Nintendo TVii Preview: How Wii U Will Rule the Living Room

Nintendo Wii U: Owning the Living Room One Gamepad at a Time

Out of the Nintendo Wii, the Xbox 360, and the PS3, all battling for their place in consumer’s living rooms everywhere, the Nintendo Wii, while transcending traditional gaming and ushering in a new casual market, was the last place you’d look for “entertainment” beyond games. Sure it had Netflix, but its entertainment offering was limited.

Nintendo looks to change all that with the Wii U, offering a specialized TV app for free with every Wii U system sold, called Nintendo TVii. And by doing so, it’ll beat Microsoft, Sony, and even Apple to the living room as the first console to rule it all.

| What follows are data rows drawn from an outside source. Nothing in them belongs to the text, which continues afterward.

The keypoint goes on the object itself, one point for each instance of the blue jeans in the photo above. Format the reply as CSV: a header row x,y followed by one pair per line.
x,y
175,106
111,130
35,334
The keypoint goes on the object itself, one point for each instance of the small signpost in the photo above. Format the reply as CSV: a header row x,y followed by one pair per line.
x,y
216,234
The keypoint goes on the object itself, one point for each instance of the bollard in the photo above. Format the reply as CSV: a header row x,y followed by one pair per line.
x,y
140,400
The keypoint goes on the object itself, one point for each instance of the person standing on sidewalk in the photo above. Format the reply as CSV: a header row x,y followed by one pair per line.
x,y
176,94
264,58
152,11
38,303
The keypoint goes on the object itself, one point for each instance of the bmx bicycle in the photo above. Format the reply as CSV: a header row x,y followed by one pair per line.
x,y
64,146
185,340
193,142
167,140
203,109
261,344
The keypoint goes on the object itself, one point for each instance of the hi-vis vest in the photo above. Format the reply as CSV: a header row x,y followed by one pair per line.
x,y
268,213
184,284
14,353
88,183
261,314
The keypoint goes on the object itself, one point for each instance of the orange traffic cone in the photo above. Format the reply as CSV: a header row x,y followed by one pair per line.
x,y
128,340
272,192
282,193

The Wiimote, while innovative and industry-changing, gets put away after the gaming session is over. Naturally after time, particularly if games aren’t currently holding the consumer’s interest, it’s easy to forget about a console sitting there collecting dust.

Not with the Wii U.

Wii U Gamepad: The Window to Entertainment

It all really boils down to the Wii U Gamepad controller. The touchscreen interface and visual entranceway to entertainment is the key to the living room. It means that the controller is always out; always in the hands of consumers; always acting as the central hub to all entertainment—which also provides a constant reminder that “Hey, we can play games on this too!” It doesn’t let you forget about the games. It doesn’t allow for the console to collect dust.

While this may not mean much for the hardest of hardcore gamers, more casual consumers, socialites, or parents of young gamers will find this feature incredibly useful and engaging.

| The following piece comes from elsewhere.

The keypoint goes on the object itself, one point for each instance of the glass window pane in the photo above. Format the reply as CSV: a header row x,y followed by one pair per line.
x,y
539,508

Nintendo, in partnership with i.TV, are building Nintendo TVii into the Wii U, and it’ll be there from day one. It acts as a window to all your entertainment options—everything from cable or satellite TV, to Amazon Video, Netflix, Hulu, and more. It also encourages constant engagement with the programs you’re watching, and even the ones you aren’t.

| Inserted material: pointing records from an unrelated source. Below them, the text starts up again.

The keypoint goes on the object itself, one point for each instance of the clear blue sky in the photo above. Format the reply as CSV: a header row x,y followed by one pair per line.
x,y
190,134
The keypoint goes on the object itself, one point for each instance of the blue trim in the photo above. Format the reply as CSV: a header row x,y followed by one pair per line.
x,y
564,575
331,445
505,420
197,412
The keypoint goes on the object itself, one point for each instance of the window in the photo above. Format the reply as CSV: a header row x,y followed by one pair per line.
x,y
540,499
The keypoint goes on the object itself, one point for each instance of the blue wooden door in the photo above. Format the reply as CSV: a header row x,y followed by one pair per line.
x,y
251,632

It lets you set up a personal profile and select favorites, while it eventually learns what you like and suggests similar movies and television shows. Not quite sure about Nintendo TVii’s recommendations? It’ll provide links to IMDb, Wikipedia, and even show Rotten Tomatoes’ review scores, trailers, and more. If the show you want isn’t live at the moment, it’ll tell you where else you can find it.

It’s even more appealing to the sports fan. Select your favorite teams, and you can see real-time player info and stats on the game you’re watching. Glued to the big home team game at the moment, but really want to find out how your fantasy football league’s quarterback is performing? Nintendo TVii brings in an entire league’s scores in real-time, right on the Wii U Gamepad, all easily scrollable and switchable to the action at any given moment.

Nintendo TVii: Living in the Moment

Nintendo TVii also lets you live in each moment yourself. The service captures select “moments” and lets you react to them socially. Leave comments on the service itself, see Twitter reactions, or even tweet your own thoughts right as you watch. And since this happens on the Wii U Gamepad, and not the TV screen, your enjoyment of your entertainment is never interrupted.

All of the information, guides, scores, etc. is all pulled in over an internet connection thanks to the collaboration with i.TV, a company best known for their iOS app, the most downloaded TV guide app on the Appstore. Download it now and take it for a spin, and you’ll get a small glimpse of what Nintendo TVii will offer come November.



But it’s only a small portion of what Nintendo TVii offers, because Nintendo TVii is actually connected to your entire living room entertainment hub. The Gamepad features a built-in IR blaster that can change channels on your set-top box, control the volume of your TV, even switch source inputs based on where and what the content you want to consume is located on. It’s really that simple.

These days, video game consoles need to extend far beyond the games they’re initially designed to play themselves. Whether it’s watching cable programming through the Xbox 360 or streaming Hulu Plus on your PS3, nothing comes even remotely close to what the Wii U will offer on November 18th, when the console releases in North America. And while the games are ultimately what will sell the Wii U in the first place, Nintendo TVii will add tremendous value out of the box and keep consumers active on the console itself, preserving its usefulness and longevity.

Nintendo Innovation: Again Setting Trends

It's also worth noting that Nintendo TVii is the Wii U Gamepad's motion control. When the Nintendo Wii released, it brought about the first in motion-controlled video gaming. Now you find motion controllers with every console. The sort of window the Wii U Gamepad provides for console's entertainment options beyond gaming is going to be something that the other console manufacturers need to immitate or risk being left behind in the next generation. The dawn of consoles ruling the living room is on the horizon, and it begins with the Wii U.